Prior to early March, Turkish President Recep Tayyip Erdogan was objecting to Nato membership for both Finland and Sweden on the basis that they were yet to sufficiently comply with requests for a crackdown on Kurdish and Gulenist groups and individuals regarded by Ankara as militants and terrorists who pose a threat to Turkey. Erdogan also asked the two Nordic countries to free up defence exports to Turkey that were blocked after a Turkish incursion into Syria. For the Turks, those matters still apply in relation to Sweden, while Hungary says it has unresolved grievances over positions Stockholm has taken on the country’s Orban administration.

Turkey is getting set for parliamentary and presidential elections on May 14, meaning that the question of whether or not to ratify Sweden’s application to join Nato is now unlikely to be dealt with by the Turkish legislature until some time after polling day.

Disputes over anti-Erdogan street protests mounted by pro-Kurdish groups in Stockholm have made that extended scenario even more likely.

Nato secretary general Jens Stoltenberg has lately urged Turkey and Hungary to go ahead and ratify both the Swedish and Finnish applications.
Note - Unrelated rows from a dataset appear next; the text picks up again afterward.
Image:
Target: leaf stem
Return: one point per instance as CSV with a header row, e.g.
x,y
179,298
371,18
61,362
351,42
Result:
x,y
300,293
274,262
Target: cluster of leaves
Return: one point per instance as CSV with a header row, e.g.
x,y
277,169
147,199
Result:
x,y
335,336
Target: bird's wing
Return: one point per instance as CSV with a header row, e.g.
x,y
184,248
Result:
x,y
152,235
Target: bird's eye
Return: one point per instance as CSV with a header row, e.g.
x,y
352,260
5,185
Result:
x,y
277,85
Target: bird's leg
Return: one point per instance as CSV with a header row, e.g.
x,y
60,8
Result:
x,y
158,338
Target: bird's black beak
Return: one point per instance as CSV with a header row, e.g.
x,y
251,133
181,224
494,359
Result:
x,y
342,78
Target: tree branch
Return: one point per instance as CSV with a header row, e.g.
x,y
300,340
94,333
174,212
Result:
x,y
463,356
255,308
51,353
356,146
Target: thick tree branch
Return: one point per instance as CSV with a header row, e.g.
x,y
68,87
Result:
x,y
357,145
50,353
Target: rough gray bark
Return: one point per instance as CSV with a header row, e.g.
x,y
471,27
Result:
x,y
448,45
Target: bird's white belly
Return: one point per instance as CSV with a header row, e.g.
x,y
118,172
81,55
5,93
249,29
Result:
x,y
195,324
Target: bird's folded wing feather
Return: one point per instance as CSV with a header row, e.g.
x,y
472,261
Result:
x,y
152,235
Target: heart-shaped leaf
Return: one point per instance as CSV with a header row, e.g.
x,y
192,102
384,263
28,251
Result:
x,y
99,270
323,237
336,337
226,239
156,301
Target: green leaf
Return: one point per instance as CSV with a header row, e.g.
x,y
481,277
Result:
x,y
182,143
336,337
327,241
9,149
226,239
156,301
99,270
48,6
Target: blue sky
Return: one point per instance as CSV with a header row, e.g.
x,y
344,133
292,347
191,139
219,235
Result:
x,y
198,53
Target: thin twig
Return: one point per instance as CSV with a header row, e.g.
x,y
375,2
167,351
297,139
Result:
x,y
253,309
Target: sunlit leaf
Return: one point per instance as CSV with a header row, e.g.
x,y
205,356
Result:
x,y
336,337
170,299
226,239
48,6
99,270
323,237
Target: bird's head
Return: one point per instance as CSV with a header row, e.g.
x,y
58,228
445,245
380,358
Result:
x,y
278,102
He will soon formally invite Finland to join Nato following the Hungarian and Turkish ratifications.

The US and other Nato allies would like the two Nordic countries to become members of the defence bloc at a Nato summit due to be held on July 11 in Lithuania’s capital, Vilnius. 

In a statement following the Turkish vote, the government of Finland, which has an 1,340-kilometre (832-mile) border with Russia and is known for armed forces equipped with powerful artillery, said joining the alliance would strengthen the country's security, and improve stability and security in the region.

"As allies, we will give and receive security. We will defend each other. Finland stands with Sweden now and in the future and supports its application," Prime Minister Sanna Marin wrote on Twitter.

Russia's foreign ministry earlier condemned Finland's decision to join Nato, saying it was ill-considered and founded on Russophobic hysteria.

A founding principle of Nato is collective defence—an attack on one member nation is treated as an attack on all members.